This research attempted to correct the four images misjudged by the model in Figure 19a with the hopes of improving the model classification performance. First, with regard to the reason for the wrong judgment of the “residential” image, we believe that the other images of the residential category in the dataset contained various bright colors as a whole, while the roofs of the buildings in industrial areas tended to be mostly white. The house colors tended to be white, which may have led to the classification errors. Therefore, the color of the “residential” image was increased in saturation to make it more similar to the other “residential” images in the dataset. From the super-pixel area of the “forest”, the cut block contained a part of the bare land, which was different from the other images in this category, which mostly only contained forests. The colors and the details were also blurred. Therefore, the color contrast was enhanced, the overall sharpness of the image was increased, the shadows between the trees were intensified, and the image was prevented from being judged as a “park” again. The image of the “farmland” depicts that the light of the horizontal road in the image is quite obvious, and a green straight line is included in the captured image features. Therefore, we reduced the brightness of the strong part of the image.
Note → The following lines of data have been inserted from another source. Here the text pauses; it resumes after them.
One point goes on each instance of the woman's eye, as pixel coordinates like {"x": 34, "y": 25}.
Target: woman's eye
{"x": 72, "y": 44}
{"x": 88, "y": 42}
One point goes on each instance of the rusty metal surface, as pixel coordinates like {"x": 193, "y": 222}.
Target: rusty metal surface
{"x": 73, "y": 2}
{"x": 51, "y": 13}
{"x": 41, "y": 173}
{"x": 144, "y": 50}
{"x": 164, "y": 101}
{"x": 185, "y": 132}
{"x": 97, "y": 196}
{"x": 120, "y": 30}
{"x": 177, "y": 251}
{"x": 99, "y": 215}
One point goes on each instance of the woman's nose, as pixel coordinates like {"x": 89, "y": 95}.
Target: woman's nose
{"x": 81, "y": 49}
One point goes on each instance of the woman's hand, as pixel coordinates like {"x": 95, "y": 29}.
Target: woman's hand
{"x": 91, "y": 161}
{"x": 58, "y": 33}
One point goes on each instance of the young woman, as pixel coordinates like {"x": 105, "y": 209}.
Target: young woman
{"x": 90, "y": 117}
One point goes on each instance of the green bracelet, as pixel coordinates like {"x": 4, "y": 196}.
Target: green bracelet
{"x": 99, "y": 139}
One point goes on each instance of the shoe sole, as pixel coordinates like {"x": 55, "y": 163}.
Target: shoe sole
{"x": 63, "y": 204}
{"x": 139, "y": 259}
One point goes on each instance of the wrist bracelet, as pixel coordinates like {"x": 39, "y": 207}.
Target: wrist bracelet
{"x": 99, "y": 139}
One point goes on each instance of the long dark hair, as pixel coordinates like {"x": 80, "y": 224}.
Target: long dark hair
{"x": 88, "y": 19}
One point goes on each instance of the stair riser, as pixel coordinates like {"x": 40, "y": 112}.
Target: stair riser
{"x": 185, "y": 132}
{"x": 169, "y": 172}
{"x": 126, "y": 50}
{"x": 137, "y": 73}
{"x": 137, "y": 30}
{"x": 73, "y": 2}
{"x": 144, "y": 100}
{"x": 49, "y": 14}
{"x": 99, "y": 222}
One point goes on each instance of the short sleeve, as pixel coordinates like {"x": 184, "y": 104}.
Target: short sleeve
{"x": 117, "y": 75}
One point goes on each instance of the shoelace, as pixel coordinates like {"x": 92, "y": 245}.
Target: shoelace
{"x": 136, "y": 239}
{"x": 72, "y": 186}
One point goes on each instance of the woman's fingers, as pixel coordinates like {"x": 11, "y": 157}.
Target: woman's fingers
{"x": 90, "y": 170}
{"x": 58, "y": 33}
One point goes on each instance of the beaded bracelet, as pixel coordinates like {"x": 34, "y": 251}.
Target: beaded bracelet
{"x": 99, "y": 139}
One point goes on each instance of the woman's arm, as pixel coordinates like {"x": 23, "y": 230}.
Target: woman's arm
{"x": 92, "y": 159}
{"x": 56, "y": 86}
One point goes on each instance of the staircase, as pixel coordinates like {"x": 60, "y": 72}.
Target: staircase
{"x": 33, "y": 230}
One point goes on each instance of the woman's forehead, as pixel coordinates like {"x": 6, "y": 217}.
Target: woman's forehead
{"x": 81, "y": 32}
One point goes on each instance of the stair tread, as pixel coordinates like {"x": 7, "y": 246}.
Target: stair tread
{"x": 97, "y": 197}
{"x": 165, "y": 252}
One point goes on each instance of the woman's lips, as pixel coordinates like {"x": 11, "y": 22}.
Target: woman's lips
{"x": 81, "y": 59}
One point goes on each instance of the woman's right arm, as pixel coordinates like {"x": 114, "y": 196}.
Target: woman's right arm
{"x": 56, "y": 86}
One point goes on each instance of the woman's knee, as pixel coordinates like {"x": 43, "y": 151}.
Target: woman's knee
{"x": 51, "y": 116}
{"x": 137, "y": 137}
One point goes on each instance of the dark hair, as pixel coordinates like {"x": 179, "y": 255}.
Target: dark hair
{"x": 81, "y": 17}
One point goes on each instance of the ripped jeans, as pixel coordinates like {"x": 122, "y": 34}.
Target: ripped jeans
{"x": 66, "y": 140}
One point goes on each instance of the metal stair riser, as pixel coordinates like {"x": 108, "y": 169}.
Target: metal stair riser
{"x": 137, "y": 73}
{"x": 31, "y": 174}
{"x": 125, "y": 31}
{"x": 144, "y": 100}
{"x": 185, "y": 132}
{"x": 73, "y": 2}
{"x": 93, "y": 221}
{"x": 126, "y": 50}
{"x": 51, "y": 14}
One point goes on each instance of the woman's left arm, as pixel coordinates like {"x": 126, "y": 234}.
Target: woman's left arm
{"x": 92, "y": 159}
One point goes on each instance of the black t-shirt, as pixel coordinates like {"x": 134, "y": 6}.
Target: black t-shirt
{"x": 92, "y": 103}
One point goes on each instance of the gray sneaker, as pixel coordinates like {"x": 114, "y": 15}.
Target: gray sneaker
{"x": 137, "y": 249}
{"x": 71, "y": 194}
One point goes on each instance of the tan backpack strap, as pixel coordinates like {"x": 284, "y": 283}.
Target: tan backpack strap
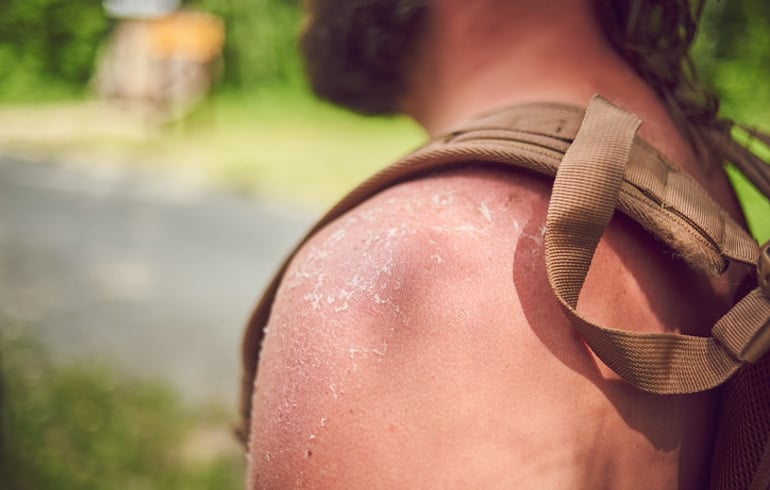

In the “farmland” parts, we performed a small sharpening to try to remove the noise in the image and strengthen the details of the interval between farmlands. In the last “bridge” image, the feature did not contain the “bridge” feature at all. Therefore, we increased the brightness of the “bridge” itself and the color saturation and sharpness of the image. We also tried to increase the chance of a “bridge” edge being captured as a feature. Figure 20a,b present the four corrected images and their corresponding super-pixel feature regions, respectively. Finally, the four corrected images were replaced with the original images, and the category prediction of the entire dataset was again performed. Consequently, the result reached an overall accuracy of 100%. Figure 21 displays the corrected classification matrix.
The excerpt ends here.